This summer veggie loaf is such a fantastic way to use all of that gorgeous, seasonal produce in one super hearty and flavorful vegetarian meal!

Ingredients

  • FOR THE VEGGIE LOAF:
  • 1 can (15 Oz. Size) White Beans, Drained And Rinsed
  • 8 ounces, weight Cremini Mushrooms, Roughly Chopped
  • 1 jar (8 1/2 Oz. Size) Sun-dried Tomatoes, Drained And Rinsed
  • 3 cloves Garlic
  • 1 whole Onion, Thinly Sliced
  • 1 whole Red Bell Pepper, Seeded And Roughly Chopped
  • 1 ear Corn, Kernels Cut From The Cob
  • 1 pinch Salt
  • 1 cup Seasoned Breadcrumbs
  • FOR THE GLAZE:
  • 2 Tablespoons HP Sauce (brown Sauce) Or Ketchup
  • 1 Tablespoon Balsamic Vinegar
  • 1 Tablespoon Brown Sugar

Preparation

Preheat oven to 375ºF and get out a loaf pan.

Combine beans, mushrooms, sun-dried tomatoes, garlic, onion, red bell pepper and corn in a food processor. Pulse until fine and pasty but still with some good texture. Mix breadcrumbs in thoroughly, then press the mixture firmly into the loaf pan, really packing it down.

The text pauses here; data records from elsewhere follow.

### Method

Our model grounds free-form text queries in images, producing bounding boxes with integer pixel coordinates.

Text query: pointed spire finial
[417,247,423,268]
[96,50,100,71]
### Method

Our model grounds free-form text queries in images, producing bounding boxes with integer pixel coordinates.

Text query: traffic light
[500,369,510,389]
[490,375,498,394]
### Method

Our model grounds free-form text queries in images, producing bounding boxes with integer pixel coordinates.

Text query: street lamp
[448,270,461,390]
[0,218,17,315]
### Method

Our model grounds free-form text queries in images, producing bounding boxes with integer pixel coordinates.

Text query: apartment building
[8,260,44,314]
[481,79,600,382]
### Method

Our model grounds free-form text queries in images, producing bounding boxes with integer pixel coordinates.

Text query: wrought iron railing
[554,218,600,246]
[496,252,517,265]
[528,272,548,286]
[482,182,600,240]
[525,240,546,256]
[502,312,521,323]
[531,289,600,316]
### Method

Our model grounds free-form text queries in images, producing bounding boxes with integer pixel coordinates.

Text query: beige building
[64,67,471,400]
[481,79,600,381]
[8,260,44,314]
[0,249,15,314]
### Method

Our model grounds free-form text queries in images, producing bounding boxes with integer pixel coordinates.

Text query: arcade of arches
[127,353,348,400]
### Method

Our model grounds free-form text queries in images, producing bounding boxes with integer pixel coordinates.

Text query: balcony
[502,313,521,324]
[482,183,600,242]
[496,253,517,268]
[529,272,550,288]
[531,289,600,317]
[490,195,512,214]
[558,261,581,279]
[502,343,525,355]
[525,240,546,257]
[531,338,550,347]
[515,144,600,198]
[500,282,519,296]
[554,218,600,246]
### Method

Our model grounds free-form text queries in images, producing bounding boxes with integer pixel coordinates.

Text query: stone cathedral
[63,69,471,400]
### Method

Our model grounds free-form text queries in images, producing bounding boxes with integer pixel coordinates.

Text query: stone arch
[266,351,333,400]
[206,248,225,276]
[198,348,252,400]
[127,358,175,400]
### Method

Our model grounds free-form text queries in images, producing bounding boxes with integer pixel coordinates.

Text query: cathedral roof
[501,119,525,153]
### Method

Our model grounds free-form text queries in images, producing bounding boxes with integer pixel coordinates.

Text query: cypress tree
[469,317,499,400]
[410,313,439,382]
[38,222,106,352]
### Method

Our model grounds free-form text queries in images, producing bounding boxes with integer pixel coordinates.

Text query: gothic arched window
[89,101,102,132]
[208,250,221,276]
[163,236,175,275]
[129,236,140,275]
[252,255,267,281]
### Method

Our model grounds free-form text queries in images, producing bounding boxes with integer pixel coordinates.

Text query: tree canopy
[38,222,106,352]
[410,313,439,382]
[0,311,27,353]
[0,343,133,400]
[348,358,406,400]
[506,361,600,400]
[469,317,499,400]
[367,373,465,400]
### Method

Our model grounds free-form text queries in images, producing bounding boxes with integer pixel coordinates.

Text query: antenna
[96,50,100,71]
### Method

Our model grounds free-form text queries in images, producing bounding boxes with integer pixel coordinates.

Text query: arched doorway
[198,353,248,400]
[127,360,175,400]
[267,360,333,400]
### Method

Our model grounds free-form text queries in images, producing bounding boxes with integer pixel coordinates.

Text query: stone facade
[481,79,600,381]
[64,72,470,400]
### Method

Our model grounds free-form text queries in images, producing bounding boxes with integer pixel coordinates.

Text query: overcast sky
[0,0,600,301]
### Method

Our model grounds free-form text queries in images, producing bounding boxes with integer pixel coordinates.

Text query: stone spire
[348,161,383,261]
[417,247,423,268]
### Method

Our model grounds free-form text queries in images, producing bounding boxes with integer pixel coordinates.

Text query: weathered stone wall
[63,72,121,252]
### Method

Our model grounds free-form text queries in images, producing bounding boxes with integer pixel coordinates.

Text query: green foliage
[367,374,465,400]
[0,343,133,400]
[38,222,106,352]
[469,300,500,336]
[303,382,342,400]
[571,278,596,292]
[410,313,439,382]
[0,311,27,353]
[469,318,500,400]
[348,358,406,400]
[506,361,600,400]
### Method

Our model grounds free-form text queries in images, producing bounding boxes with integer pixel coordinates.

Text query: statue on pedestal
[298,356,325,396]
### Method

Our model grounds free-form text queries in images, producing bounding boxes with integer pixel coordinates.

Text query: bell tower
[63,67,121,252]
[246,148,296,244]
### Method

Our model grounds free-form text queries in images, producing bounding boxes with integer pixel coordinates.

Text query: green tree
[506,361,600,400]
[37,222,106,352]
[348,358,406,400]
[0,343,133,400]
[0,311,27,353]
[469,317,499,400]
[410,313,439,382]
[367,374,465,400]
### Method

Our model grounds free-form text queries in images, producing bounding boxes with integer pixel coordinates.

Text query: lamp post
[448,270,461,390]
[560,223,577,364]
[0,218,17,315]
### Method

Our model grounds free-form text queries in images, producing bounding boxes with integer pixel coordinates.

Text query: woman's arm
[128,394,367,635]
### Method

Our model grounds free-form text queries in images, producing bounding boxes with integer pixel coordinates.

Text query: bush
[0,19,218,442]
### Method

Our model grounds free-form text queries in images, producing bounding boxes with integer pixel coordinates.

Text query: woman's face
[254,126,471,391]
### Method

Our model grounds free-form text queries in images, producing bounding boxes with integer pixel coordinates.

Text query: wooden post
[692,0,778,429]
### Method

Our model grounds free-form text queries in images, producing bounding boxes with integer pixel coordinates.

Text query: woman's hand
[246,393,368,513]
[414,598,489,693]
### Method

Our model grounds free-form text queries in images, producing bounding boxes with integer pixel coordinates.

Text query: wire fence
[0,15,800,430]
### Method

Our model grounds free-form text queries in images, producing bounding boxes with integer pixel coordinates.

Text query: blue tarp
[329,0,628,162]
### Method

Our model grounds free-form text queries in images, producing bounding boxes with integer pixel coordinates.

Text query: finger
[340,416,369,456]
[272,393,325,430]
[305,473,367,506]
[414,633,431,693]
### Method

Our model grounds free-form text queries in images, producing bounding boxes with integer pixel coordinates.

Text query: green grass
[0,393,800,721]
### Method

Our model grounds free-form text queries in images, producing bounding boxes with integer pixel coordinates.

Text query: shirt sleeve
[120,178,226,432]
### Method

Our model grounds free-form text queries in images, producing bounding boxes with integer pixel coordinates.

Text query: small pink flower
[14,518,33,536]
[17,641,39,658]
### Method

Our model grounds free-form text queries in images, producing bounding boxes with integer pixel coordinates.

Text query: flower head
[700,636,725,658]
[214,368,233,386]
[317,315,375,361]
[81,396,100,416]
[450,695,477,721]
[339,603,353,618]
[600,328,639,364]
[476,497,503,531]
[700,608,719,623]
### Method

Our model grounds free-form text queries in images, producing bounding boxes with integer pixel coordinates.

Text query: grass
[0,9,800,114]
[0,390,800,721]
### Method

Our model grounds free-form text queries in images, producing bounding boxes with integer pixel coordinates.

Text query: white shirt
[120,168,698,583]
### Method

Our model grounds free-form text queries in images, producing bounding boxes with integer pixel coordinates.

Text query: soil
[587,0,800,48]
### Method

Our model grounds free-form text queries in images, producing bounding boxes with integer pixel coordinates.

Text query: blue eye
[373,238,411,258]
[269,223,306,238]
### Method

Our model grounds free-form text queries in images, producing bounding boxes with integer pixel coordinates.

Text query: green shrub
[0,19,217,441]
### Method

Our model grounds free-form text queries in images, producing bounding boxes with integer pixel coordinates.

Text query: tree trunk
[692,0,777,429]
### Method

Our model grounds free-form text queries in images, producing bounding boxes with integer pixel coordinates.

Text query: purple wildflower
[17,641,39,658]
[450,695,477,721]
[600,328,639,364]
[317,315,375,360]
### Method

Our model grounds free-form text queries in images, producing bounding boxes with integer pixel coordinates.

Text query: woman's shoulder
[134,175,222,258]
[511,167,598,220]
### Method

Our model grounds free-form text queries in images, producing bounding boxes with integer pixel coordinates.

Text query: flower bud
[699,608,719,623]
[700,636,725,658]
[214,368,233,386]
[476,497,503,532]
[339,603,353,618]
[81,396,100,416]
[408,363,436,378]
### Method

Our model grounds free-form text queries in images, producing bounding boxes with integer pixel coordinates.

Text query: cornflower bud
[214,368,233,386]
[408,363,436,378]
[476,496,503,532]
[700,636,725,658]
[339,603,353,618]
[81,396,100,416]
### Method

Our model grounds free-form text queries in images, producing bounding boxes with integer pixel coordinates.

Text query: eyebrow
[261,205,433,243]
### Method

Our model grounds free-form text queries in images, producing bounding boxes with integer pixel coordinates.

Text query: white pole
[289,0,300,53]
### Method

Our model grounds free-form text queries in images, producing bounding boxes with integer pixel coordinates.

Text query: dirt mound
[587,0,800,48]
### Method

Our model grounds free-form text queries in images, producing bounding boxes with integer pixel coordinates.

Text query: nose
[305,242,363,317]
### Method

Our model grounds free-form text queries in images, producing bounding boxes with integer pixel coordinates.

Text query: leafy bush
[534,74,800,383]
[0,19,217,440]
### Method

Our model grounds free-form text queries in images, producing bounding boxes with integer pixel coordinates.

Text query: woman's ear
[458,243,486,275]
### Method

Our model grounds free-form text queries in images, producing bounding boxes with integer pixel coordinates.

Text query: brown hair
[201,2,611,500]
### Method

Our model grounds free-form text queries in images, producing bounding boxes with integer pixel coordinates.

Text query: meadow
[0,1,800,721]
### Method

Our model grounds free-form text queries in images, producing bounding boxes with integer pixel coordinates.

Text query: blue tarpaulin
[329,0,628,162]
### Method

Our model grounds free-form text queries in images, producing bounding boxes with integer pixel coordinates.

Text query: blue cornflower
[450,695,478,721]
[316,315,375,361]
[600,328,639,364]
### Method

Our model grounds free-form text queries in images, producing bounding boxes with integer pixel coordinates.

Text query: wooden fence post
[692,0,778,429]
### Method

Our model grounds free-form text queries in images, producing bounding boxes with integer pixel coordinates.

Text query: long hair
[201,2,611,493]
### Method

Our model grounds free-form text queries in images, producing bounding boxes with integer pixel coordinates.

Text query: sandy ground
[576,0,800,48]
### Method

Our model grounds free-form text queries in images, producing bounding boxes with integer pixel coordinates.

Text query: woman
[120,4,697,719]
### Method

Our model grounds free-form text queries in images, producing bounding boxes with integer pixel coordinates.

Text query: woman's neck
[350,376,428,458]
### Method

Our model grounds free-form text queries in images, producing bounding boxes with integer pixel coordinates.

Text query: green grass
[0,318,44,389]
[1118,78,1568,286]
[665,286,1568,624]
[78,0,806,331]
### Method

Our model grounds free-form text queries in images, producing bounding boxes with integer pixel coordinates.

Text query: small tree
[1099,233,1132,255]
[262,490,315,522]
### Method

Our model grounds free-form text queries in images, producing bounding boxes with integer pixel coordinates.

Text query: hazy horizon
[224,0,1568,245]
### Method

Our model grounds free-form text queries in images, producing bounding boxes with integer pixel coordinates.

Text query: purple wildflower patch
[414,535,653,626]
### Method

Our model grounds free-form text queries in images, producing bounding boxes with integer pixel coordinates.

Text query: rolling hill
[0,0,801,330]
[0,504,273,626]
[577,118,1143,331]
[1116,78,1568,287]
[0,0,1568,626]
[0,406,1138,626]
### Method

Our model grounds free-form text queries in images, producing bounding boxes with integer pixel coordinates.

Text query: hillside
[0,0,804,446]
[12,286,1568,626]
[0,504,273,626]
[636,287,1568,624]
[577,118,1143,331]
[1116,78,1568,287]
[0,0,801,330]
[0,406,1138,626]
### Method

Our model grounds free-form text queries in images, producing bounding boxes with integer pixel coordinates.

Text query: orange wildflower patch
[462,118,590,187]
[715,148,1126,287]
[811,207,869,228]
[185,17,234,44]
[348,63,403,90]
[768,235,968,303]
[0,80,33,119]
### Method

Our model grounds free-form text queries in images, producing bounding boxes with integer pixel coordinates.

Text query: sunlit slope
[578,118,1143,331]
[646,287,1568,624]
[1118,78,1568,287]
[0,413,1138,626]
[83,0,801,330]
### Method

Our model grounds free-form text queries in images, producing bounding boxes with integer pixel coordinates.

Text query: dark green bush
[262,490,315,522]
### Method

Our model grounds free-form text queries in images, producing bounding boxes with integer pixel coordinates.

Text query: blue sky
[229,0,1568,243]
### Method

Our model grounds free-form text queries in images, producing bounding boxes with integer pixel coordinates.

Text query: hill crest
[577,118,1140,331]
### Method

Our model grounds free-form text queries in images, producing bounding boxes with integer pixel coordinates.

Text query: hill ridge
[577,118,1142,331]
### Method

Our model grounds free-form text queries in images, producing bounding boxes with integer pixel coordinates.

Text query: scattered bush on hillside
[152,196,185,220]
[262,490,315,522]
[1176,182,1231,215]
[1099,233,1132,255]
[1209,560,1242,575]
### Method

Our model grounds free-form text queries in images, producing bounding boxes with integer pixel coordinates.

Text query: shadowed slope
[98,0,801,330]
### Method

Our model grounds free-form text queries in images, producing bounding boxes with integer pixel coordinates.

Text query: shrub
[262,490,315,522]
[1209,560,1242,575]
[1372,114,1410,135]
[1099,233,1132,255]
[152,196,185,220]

Mix glaze ingredients together thoroughly in a bowl and pour it over the loaf, letting it soak in. Put loaf pan on a baking sheet to catch any potential spillover. Bake for 50 minutes. Let cool and set for 20 minutes.

Slice and serve immediately with your favorite sides! Enjoy!